Ford said nothing as I walked into the dark, narrow hallway, blind until my eyes adjusted. My pulse quickened as I passed the tiny bathroom where I’d tried on the sharp caps Kisten had given me for my birthday, and I slowed, listening to my body and realizing I was rubbing my fingertips together as they silently burned.

My skin tingled, and I halted, staring at my fingers, recognizing the memory of feeling carpet under my fingers, hot from friction. I held my breath as a new thought surfaced, born from the long-gone sensation. Terror, helplessness. I had been dragged down this hall.

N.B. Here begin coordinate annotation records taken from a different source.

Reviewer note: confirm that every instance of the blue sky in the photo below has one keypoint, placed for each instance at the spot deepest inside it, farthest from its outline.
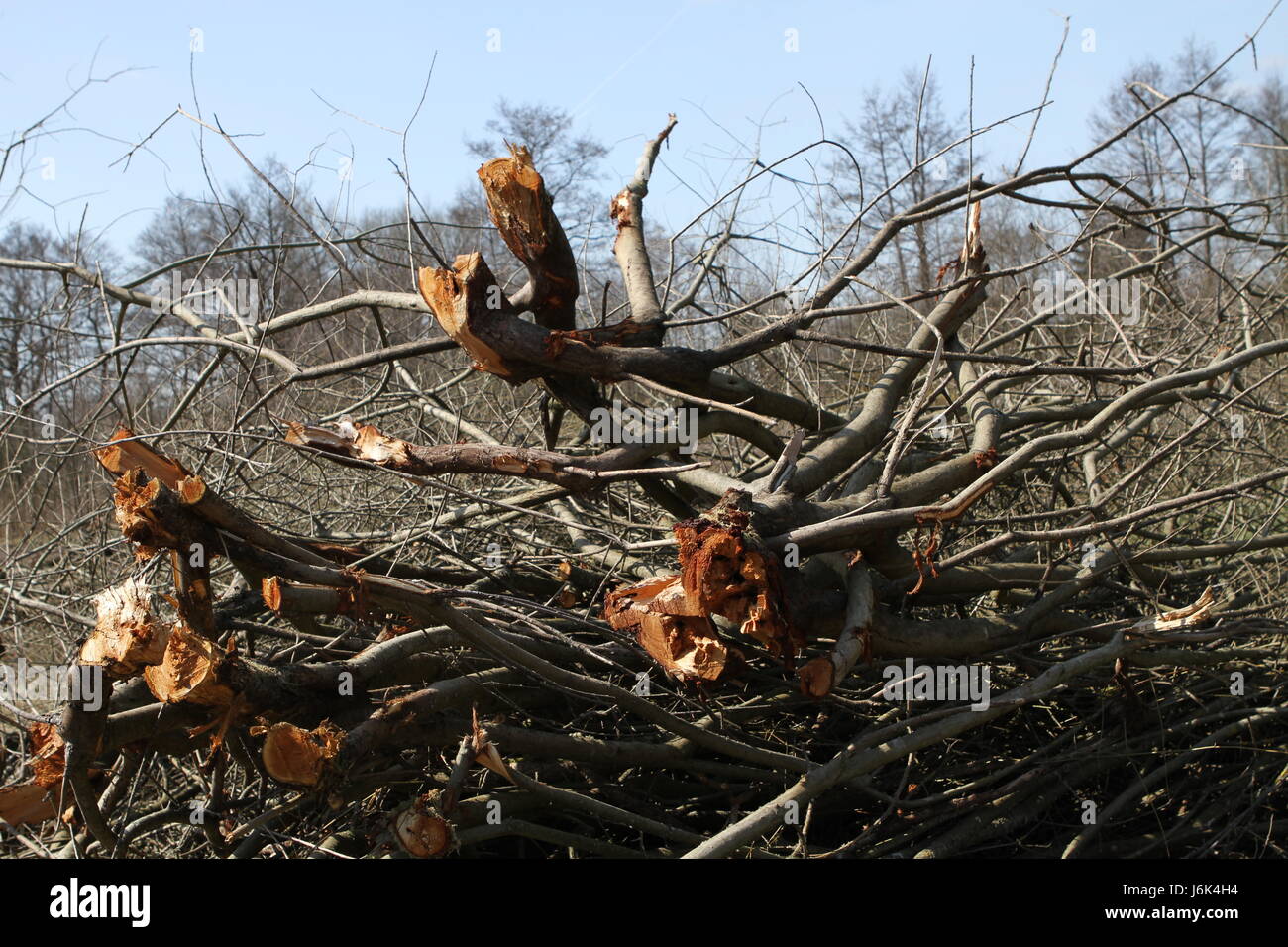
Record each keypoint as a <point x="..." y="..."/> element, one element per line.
<point x="722" y="67"/>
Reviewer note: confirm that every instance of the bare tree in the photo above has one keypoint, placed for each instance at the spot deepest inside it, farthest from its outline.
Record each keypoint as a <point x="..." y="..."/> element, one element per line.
<point x="960" y="539"/>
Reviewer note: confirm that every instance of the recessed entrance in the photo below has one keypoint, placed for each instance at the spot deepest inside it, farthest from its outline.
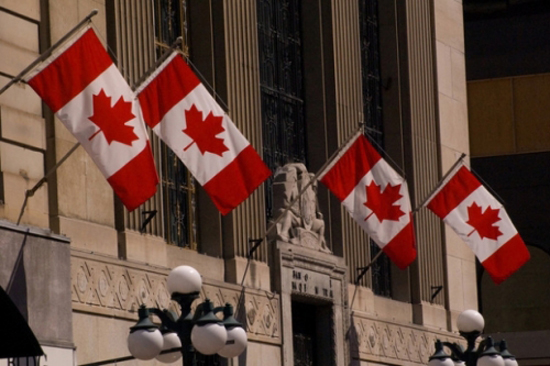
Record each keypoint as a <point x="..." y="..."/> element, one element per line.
<point x="312" y="329"/>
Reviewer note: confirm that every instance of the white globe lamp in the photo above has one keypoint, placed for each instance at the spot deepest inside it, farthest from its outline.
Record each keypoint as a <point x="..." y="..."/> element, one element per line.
<point x="184" y="280"/>
<point x="470" y="321"/>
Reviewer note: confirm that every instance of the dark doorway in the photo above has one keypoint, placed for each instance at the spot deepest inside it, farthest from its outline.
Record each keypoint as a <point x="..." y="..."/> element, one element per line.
<point x="312" y="334"/>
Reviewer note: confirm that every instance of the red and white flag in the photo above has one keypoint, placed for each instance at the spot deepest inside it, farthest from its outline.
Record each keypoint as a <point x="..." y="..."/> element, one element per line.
<point x="185" y="116"/>
<point x="84" y="88"/>
<point x="376" y="197"/>
<point x="481" y="221"/>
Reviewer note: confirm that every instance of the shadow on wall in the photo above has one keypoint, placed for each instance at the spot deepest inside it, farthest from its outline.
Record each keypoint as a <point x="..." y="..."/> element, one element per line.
<point x="520" y="303"/>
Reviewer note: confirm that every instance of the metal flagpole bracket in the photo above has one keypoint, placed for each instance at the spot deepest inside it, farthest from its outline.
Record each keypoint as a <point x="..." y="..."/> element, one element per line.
<point x="435" y="291"/>
<point x="365" y="269"/>
<point x="256" y="243"/>
<point x="32" y="191"/>
<point x="49" y="51"/>
<point x="149" y="215"/>
<point x="432" y="193"/>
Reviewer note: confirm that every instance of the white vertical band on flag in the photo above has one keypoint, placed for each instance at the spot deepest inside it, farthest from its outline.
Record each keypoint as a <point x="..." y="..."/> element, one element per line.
<point x="57" y="52"/>
<point x="336" y="158"/>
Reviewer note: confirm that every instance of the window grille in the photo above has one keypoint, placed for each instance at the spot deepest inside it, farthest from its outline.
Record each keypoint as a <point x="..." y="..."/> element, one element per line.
<point x="281" y="86"/>
<point x="372" y="111"/>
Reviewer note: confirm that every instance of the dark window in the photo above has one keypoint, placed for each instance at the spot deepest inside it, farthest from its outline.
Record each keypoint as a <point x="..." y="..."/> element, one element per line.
<point x="372" y="110"/>
<point x="178" y="186"/>
<point x="281" y="82"/>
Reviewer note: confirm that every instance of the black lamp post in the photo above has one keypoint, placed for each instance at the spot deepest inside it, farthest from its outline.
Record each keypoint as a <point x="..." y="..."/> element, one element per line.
<point x="470" y="324"/>
<point x="202" y="332"/>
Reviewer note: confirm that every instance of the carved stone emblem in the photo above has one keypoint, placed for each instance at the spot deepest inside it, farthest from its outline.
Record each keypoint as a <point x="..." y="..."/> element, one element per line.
<point x="302" y="223"/>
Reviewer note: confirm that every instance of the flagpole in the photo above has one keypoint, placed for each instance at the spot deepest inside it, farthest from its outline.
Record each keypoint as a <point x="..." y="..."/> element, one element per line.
<point x="440" y="183"/>
<point x="205" y="82"/>
<point x="158" y="62"/>
<point x="32" y="191"/>
<point x="49" y="51"/>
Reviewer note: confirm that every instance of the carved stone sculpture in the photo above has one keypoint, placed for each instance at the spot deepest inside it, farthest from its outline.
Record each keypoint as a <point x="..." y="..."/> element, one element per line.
<point x="302" y="223"/>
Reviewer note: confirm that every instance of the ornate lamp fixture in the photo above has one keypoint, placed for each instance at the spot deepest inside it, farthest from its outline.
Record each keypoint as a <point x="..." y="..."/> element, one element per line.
<point x="470" y="324"/>
<point x="202" y="332"/>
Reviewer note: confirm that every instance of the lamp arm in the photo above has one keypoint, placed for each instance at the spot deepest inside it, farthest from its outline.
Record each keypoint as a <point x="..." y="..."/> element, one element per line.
<point x="165" y="318"/>
<point x="456" y="349"/>
<point x="218" y="309"/>
<point x="481" y="347"/>
<point x="199" y="312"/>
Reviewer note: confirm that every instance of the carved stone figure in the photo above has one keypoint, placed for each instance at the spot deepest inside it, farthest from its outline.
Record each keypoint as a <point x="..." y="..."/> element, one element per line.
<point x="302" y="223"/>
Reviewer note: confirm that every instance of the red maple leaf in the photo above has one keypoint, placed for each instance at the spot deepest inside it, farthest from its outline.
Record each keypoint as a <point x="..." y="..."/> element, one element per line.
<point x="111" y="119"/>
<point x="484" y="222"/>
<point x="203" y="132"/>
<point x="382" y="203"/>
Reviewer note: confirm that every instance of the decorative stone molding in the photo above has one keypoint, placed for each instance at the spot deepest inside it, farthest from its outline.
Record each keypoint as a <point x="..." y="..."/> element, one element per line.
<point x="111" y="287"/>
<point x="374" y="340"/>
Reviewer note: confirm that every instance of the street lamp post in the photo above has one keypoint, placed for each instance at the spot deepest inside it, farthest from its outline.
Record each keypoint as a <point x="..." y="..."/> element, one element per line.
<point x="470" y="325"/>
<point x="202" y="332"/>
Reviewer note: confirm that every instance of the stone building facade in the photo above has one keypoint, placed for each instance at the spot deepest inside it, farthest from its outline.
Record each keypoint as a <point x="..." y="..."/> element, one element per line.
<point x="296" y="77"/>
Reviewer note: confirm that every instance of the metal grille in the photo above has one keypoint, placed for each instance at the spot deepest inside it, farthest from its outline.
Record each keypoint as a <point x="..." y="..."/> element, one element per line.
<point x="170" y="23"/>
<point x="178" y="186"/>
<point x="372" y="110"/>
<point x="281" y="84"/>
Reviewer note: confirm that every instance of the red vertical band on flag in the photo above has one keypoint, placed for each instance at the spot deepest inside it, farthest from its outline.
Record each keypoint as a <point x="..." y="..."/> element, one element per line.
<point x="60" y="81"/>
<point x="507" y="259"/>
<point x="461" y="185"/>
<point x="246" y="172"/>
<point x="354" y="164"/>
<point x="168" y="88"/>
<point x="134" y="183"/>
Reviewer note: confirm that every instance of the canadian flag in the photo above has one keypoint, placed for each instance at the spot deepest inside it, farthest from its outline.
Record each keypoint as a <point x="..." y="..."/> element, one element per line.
<point x="186" y="117"/>
<point x="376" y="197"/>
<point x="83" y="87"/>
<point x="481" y="221"/>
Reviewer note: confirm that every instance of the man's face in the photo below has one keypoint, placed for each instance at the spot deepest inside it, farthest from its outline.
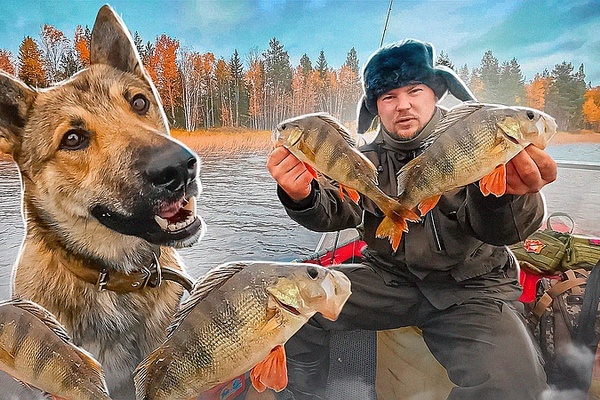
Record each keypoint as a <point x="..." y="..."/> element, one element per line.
<point x="407" y="109"/>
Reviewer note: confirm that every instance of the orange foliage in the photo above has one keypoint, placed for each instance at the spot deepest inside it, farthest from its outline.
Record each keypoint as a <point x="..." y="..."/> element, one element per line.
<point x="31" y="65"/>
<point x="5" y="62"/>
<point x="164" y="71"/>
<point x="82" y="46"/>
<point x="591" y="107"/>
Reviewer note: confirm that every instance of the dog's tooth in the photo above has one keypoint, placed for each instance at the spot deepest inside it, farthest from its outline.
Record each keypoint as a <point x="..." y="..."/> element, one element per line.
<point x="163" y="223"/>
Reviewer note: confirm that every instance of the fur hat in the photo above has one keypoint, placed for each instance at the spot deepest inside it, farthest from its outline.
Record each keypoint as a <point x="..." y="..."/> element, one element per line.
<point x="405" y="62"/>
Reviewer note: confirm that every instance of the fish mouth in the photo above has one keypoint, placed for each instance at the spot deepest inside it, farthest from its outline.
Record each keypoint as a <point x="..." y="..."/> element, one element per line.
<point x="174" y="223"/>
<point x="286" y="307"/>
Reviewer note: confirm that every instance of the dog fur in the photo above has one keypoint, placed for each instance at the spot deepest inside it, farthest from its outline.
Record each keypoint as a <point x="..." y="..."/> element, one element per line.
<point x="97" y="163"/>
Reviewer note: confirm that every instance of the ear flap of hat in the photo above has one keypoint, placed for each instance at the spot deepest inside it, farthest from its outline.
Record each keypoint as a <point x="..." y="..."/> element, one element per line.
<point x="365" y="117"/>
<point x="456" y="86"/>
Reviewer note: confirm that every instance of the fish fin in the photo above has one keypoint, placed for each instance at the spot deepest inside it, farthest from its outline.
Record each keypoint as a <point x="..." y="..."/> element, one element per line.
<point x="213" y="279"/>
<point x="395" y="223"/>
<point x="494" y="182"/>
<point x="270" y="372"/>
<point x="341" y="129"/>
<point x="353" y="194"/>
<point x="427" y="205"/>
<point x="41" y="314"/>
<point x="312" y="171"/>
<point x="7" y="358"/>
<point x="453" y="115"/>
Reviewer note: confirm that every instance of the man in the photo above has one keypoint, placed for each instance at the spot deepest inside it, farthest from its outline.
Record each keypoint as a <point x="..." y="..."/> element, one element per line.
<point x="451" y="276"/>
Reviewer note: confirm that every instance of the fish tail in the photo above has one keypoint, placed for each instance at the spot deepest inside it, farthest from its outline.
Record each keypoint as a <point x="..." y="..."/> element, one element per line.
<point x="395" y="223"/>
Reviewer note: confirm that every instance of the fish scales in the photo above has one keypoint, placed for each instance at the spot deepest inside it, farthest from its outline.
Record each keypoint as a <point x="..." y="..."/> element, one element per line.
<point x="470" y="142"/>
<point x="232" y="320"/>
<point x="42" y="355"/>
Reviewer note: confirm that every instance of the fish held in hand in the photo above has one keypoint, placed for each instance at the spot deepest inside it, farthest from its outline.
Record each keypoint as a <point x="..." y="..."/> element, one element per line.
<point x="237" y="319"/>
<point x="472" y="142"/>
<point x="37" y="351"/>
<point x="325" y="145"/>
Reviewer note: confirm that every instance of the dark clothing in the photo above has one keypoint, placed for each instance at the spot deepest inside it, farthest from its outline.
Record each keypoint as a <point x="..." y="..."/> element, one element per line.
<point x="451" y="276"/>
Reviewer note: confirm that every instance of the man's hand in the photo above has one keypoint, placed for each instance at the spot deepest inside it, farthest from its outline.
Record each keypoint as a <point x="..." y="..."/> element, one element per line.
<point x="290" y="173"/>
<point x="529" y="171"/>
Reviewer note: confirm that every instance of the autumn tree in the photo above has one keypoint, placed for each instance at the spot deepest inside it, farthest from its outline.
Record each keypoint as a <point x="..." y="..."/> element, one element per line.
<point x="165" y="74"/>
<point x="6" y="63"/>
<point x="255" y="81"/>
<point x="54" y="46"/>
<point x="537" y="89"/>
<point x="82" y="45"/>
<point x="278" y="83"/>
<point x="591" y="108"/>
<point x="31" y="64"/>
<point x="511" y="84"/>
<point x="238" y="89"/>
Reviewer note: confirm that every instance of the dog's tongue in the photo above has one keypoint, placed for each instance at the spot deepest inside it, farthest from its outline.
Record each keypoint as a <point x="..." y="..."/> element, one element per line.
<point x="170" y="210"/>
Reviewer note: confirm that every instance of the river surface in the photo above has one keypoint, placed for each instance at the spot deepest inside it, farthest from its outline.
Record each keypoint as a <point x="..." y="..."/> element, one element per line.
<point x="246" y="220"/>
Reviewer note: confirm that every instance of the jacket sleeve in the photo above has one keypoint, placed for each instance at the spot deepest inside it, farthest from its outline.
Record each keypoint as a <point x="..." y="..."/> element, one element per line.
<point x="323" y="210"/>
<point x="501" y="220"/>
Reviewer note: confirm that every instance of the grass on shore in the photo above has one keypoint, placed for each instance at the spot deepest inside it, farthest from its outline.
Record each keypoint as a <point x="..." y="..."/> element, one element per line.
<point x="225" y="140"/>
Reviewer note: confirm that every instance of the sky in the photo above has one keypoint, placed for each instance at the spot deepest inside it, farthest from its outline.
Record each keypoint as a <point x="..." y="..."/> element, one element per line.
<point x="539" y="34"/>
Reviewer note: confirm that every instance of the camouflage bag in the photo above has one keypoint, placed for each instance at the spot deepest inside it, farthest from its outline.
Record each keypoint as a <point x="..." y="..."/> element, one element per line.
<point x="544" y="250"/>
<point x="564" y="321"/>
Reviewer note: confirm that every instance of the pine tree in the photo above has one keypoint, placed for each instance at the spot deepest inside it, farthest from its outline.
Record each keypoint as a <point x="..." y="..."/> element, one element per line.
<point x="566" y="95"/>
<point x="444" y="59"/>
<point x="490" y="77"/>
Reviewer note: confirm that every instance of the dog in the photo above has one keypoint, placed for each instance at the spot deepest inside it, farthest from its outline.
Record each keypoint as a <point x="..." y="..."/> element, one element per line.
<point x="108" y="196"/>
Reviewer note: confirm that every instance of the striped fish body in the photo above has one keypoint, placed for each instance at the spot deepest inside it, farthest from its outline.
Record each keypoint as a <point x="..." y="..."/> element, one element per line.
<point x="37" y="351"/>
<point x="470" y="142"/>
<point x="235" y="316"/>
<point x="323" y="143"/>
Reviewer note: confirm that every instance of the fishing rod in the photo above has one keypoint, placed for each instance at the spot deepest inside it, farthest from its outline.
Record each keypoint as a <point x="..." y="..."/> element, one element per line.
<point x="387" y="18"/>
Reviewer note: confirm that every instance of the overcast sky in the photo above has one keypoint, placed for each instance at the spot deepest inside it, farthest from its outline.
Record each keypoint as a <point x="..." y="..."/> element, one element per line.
<point x="539" y="34"/>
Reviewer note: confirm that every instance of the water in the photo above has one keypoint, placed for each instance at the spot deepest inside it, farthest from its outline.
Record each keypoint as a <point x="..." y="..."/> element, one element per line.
<point x="239" y="205"/>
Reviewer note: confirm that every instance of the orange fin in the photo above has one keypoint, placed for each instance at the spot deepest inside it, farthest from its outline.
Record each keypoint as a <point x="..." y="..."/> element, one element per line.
<point x="494" y="182"/>
<point x="395" y="223"/>
<point x="311" y="170"/>
<point x="353" y="194"/>
<point x="427" y="205"/>
<point x="270" y="372"/>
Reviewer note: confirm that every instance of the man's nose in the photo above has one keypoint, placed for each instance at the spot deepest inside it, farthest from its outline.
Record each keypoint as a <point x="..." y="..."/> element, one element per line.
<point x="402" y="103"/>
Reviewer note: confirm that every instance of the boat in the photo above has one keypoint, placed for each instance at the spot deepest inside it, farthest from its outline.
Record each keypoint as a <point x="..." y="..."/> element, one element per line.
<point x="396" y="364"/>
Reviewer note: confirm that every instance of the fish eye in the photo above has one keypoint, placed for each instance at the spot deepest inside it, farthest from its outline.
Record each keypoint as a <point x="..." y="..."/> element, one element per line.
<point x="312" y="272"/>
<point x="140" y="104"/>
<point x="75" y="139"/>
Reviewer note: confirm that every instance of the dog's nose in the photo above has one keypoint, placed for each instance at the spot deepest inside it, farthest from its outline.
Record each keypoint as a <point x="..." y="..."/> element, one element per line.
<point x="171" y="167"/>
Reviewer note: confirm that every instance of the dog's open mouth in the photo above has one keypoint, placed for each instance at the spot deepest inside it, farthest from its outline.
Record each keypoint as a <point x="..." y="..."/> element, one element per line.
<point x="177" y="216"/>
<point x="173" y="224"/>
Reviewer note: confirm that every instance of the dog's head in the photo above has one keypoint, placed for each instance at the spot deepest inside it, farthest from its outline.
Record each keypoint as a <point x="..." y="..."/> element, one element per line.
<point x="98" y="165"/>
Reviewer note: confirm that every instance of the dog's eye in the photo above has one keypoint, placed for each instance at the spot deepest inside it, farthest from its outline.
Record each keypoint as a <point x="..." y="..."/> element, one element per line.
<point x="75" y="139"/>
<point x="139" y="104"/>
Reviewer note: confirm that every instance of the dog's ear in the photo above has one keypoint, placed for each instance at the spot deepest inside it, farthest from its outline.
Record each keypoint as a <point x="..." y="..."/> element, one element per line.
<point x="111" y="43"/>
<point x="15" y="100"/>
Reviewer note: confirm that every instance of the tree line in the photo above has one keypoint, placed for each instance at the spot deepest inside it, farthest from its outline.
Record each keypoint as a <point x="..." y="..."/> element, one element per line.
<point x="199" y="90"/>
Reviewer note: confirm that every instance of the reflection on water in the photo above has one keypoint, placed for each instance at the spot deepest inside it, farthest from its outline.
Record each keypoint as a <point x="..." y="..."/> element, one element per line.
<point x="246" y="221"/>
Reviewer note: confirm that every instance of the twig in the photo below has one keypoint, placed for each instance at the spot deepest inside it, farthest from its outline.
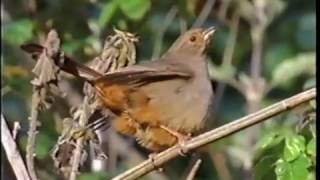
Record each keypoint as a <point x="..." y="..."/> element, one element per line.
<point x="77" y="154"/>
<point x="167" y="21"/>
<point x="194" y="170"/>
<point x="44" y="83"/>
<point x="13" y="155"/>
<point x="218" y="133"/>
<point x="16" y="128"/>
<point x="219" y="161"/>
<point x="204" y="13"/>
<point x="32" y="139"/>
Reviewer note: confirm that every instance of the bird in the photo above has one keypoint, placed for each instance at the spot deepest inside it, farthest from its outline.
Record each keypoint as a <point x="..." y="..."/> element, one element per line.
<point x="160" y="103"/>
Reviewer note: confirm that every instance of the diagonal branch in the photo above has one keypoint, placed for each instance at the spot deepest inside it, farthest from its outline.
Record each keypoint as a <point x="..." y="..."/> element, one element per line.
<point x="12" y="152"/>
<point x="218" y="133"/>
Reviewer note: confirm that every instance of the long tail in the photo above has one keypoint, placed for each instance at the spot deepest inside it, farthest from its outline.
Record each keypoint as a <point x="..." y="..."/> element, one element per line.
<point x="67" y="64"/>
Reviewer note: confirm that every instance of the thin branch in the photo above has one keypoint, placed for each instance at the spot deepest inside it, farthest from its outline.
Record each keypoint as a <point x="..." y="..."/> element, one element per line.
<point x="16" y="128"/>
<point x="218" y="133"/>
<point x="194" y="170"/>
<point x="12" y="152"/>
<point x="44" y="84"/>
<point x="32" y="138"/>
<point x="77" y="154"/>
<point x="219" y="161"/>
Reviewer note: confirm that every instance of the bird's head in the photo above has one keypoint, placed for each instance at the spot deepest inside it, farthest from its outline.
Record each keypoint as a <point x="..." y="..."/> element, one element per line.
<point x="194" y="41"/>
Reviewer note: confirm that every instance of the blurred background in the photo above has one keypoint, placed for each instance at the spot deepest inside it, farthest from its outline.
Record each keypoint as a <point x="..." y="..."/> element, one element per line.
<point x="263" y="51"/>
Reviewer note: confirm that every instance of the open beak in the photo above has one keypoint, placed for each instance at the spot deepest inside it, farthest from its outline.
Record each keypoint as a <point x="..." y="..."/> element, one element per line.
<point x="207" y="34"/>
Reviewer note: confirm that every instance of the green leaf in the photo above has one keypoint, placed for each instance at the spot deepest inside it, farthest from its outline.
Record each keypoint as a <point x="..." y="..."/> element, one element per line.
<point x="134" y="9"/>
<point x="270" y="139"/>
<point x="311" y="147"/>
<point x="294" y="146"/>
<point x="275" y="55"/>
<point x="292" y="68"/>
<point x="296" y="170"/>
<point x="264" y="168"/>
<point x="107" y="11"/>
<point x="18" y="32"/>
<point x="306" y="32"/>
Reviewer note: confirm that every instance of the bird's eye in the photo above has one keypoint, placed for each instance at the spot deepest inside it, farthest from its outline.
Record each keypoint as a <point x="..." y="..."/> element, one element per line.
<point x="193" y="38"/>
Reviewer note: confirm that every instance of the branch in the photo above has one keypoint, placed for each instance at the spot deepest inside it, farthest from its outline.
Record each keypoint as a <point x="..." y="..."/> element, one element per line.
<point x="12" y="152"/>
<point x="194" y="170"/>
<point x="44" y="85"/>
<point x="217" y="134"/>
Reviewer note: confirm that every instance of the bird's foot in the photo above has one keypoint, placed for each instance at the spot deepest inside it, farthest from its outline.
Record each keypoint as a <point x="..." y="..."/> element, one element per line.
<point x="182" y="138"/>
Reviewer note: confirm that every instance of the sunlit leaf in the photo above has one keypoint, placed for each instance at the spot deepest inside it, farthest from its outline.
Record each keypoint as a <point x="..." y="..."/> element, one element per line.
<point x="292" y="68"/>
<point x="264" y="169"/>
<point x="296" y="170"/>
<point x="311" y="147"/>
<point x="271" y="139"/>
<point x="134" y="9"/>
<point x="294" y="146"/>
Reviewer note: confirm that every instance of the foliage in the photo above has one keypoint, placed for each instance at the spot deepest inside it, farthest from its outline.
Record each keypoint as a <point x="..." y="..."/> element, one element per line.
<point x="287" y="67"/>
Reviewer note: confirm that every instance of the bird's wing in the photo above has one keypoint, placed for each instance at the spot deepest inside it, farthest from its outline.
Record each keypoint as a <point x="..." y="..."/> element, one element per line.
<point x="146" y="73"/>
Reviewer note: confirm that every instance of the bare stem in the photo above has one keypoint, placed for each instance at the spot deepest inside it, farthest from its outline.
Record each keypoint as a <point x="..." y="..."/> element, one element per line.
<point x="32" y="137"/>
<point x="194" y="170"/>
<point x="218" y="133"/>
<point x="12" y="152"/>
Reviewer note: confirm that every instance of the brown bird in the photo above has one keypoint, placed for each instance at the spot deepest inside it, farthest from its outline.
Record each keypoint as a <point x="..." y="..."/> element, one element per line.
<point x="160" y="103"/>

A flash of remembered panic rose, and I squelched it, forcing my breath out in a slow exhalation. The lines I’d made in the carpet had been erased by the FIB vacuuming for evidence, erased from my memory by a spell. Only my body had remembered, and now me.

Ford stood silently behind me. He knew something was trickling through my brain. Ahead was the door to the bedroom, and my fear thickened. That was where it had happened. That was where Kisten had lain, his body torn and savaged, slumped against the bed, his eyes silvered and truly dead. What if I remember it all? Right here in front of Ford and break down?

Rachel.

I jumped, startled, and Ford winced. We can do this another way, he coaxed. The meditation didn’t work, but hypnosis might. It’s less stressful.

Shaking my head, I moved forward and reached for the handle of Kisten’s room. My fingers were pale and cold, looking like mine but not. Hypnosis was a false calm that would put off the panic until the middle of the night when I’d be alone. I’m fine, I said, then pushed the door open. Taking a slow breath, I went in.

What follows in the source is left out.